Treatments
We only discuss here epithelial tumors and mainly high-grade serous cancers.
The treatment of ovarian cancer combines surgery, chemotherapy almost constantly and frequently new treatments that have recently appeared such as an anti-angiogenic (bevacizumab or AVASTIN), or a PARP inhibitor (olaparib or LYNPARZA, niraparib or ZEJULA, rucaparib or RUBRACA).
Surgery is an important treatment for ovarian cancer. Its objective is to remove all of the tumor present in the ovaries, small pelvis and abdomen. It is then said to be complete. For the early stages, affecting only one ovary, it may be the only treatment needed.

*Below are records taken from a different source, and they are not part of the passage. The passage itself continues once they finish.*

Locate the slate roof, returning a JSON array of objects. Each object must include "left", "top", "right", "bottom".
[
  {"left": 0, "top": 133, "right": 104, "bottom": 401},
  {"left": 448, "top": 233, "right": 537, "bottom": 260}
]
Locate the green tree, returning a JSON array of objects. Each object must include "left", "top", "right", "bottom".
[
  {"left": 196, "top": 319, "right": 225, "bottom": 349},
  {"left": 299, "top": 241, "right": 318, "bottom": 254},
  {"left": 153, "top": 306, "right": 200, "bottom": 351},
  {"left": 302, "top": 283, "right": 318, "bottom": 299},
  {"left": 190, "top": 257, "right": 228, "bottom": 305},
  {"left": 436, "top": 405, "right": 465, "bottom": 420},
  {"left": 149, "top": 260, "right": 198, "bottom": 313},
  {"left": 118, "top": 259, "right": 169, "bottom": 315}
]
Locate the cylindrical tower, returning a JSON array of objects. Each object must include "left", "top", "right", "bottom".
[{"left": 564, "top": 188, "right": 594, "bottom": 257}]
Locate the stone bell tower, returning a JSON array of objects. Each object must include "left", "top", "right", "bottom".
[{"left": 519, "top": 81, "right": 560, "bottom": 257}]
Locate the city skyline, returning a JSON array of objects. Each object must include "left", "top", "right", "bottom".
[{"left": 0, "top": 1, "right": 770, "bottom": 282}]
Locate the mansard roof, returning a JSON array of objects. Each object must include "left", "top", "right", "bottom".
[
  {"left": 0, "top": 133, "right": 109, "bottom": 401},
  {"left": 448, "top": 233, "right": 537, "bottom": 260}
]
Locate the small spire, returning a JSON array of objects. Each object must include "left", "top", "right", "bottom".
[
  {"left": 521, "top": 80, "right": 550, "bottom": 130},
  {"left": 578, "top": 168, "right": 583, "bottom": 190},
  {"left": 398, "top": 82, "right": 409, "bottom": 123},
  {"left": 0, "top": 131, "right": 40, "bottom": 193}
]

Chemotherapy is the other important treatment for ovarian cancer. It usually combines two drugs (paclitaxel TAXOL and carboplatin CARBOPLATIN) and aims to treat any remaining cancer cells after surgery.
Anti-angiogenic treatment (bevacizumab or AVASTIN) aims to modulate the vascularization of tumor areas. It is given as an adjunct to chemotherapy.
PARP inhibitors modulate DNA repair. They are indicated in patients whose cancer is due to a hereditary predisposition (genetic mutation) or in patients whose cancers are biologically similar.
The choice of treatments, their association, their sequences, is decided according to the stage, the grade, the presence of a genetic mutation etc. It is therefore a “personalized” treatment.